Dès le début du conflit, et même avant, lors de la révolution du Maïdan qui est à l’origine de l’éclatement de la guerre, la vérité fut la première victime. La machine médiatique occidentale a tout fait dès le début de cette révolution colorée pour présenter les manifestants, puis les nouvelles autorités ukrainiennes sous un jour favorable. Les néo-nazis impliqués dans les violences et très probablement dans les meurtres qui ont eu lieu sur la place du Maïdan, et qui se sont ensuite retrouvés au sein des nouvelles autorités ont été pudiquement renommés « nationalistes ».
Il ne fallait surtout pas que les peuples occidentaux comprennent, comme le fera plus tard Paul Moreira dans son documentaire « Ukraine : les masques de la révolution », qu’ils se sont fait berner. Que le conte de fées de la révolte populaire qui leur a été vendu est en fait l’histoire sordide d’un mécontentement populaire légitime noyauté par des groupuscules néo-nazis financés par les États-Unis, les néo-conservateurs et les oligarques ukrainiens acquis à leur cause pour renverser un président démocratiquement élu qui ne faisait pas ce que les États-Unis voulaient.
Il ne fallait surtout pas que les peuples occidentaux sachent ce que ces groupuscules néo-nazis adeptes de Stepan Bandera (un collaborateur des nazis) ont fait en termes de crimes et d’atrocités contre les russophones de Crimée, puis ceux du Donbass.

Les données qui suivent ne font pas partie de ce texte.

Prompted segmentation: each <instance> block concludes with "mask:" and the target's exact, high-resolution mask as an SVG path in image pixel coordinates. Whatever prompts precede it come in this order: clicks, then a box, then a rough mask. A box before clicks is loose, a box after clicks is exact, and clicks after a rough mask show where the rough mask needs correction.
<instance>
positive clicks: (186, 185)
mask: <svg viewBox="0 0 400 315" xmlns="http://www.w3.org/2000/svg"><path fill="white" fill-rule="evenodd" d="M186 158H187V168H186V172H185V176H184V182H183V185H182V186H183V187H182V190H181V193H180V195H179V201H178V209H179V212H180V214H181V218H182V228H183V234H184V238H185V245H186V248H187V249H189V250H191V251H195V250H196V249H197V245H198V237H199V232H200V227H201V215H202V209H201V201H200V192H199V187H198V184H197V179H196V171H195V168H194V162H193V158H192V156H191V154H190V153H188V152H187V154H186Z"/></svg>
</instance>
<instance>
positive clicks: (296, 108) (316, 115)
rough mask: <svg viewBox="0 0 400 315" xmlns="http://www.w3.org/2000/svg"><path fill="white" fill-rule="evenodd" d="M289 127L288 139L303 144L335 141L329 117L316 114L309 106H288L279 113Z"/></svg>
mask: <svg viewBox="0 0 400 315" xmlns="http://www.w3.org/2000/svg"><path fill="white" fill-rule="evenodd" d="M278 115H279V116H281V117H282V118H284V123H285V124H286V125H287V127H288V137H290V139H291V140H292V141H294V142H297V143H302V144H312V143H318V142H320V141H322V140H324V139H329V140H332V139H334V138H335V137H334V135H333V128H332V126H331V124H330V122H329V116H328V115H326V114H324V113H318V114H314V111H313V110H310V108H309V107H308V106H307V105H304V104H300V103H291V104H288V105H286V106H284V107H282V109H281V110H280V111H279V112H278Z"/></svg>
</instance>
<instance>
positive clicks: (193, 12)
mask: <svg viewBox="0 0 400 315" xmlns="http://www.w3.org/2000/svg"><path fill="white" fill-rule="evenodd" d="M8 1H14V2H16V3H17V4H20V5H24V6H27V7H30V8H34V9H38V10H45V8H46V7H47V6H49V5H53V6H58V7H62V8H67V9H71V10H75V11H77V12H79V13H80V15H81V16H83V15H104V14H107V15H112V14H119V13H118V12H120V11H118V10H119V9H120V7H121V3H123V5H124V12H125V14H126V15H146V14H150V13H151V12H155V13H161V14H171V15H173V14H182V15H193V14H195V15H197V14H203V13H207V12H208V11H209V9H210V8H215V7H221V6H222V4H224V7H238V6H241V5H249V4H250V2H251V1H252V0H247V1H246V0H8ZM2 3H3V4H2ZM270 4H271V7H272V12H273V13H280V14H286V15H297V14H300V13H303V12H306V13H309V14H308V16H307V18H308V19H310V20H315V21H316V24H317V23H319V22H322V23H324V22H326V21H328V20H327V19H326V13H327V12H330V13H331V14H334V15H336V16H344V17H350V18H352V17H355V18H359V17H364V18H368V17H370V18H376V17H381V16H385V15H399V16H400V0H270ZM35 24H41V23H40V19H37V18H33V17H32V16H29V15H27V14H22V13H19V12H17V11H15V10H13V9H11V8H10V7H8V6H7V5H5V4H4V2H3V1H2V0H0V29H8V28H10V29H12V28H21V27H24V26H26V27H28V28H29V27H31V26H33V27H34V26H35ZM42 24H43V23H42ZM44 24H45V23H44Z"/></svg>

En quoi ces crimes ont eu une importance capitale pour expliquer la situation actuelle de ces deux régions.
Du Maïdan à la guerre dans le Donbass, les origines du conflit
Reprenons donc la chronologie depuis le Maïdan. Le 22 février 2014, à peine 24 h après un accord conclu entre le président ukrainien, Viktor Ianoukovytch et l’opposition, avec l’appui de l’UE, Ianoukovytch est destitué de manière totalement anticonstitutionnelle par la Rada, et remplacé par Oleksandr Tourtchynov. Un jour après la Rada vote l’abrogation de la loi sur les langues régionales, retirant au russe son statut de langue officielle dans 13 des 27 régions que compte l’Ukraine. Même si Tourtchynov expliquera par après ne pas vouloir faire entrer en vigueur cette loi immédiatement (ce qui sonne comme une excuse bidon pour faire croire qu’il n’y avait pas de raison pour le Sud-Est du pays de s’affoler), elle mettra le feu aux poudres.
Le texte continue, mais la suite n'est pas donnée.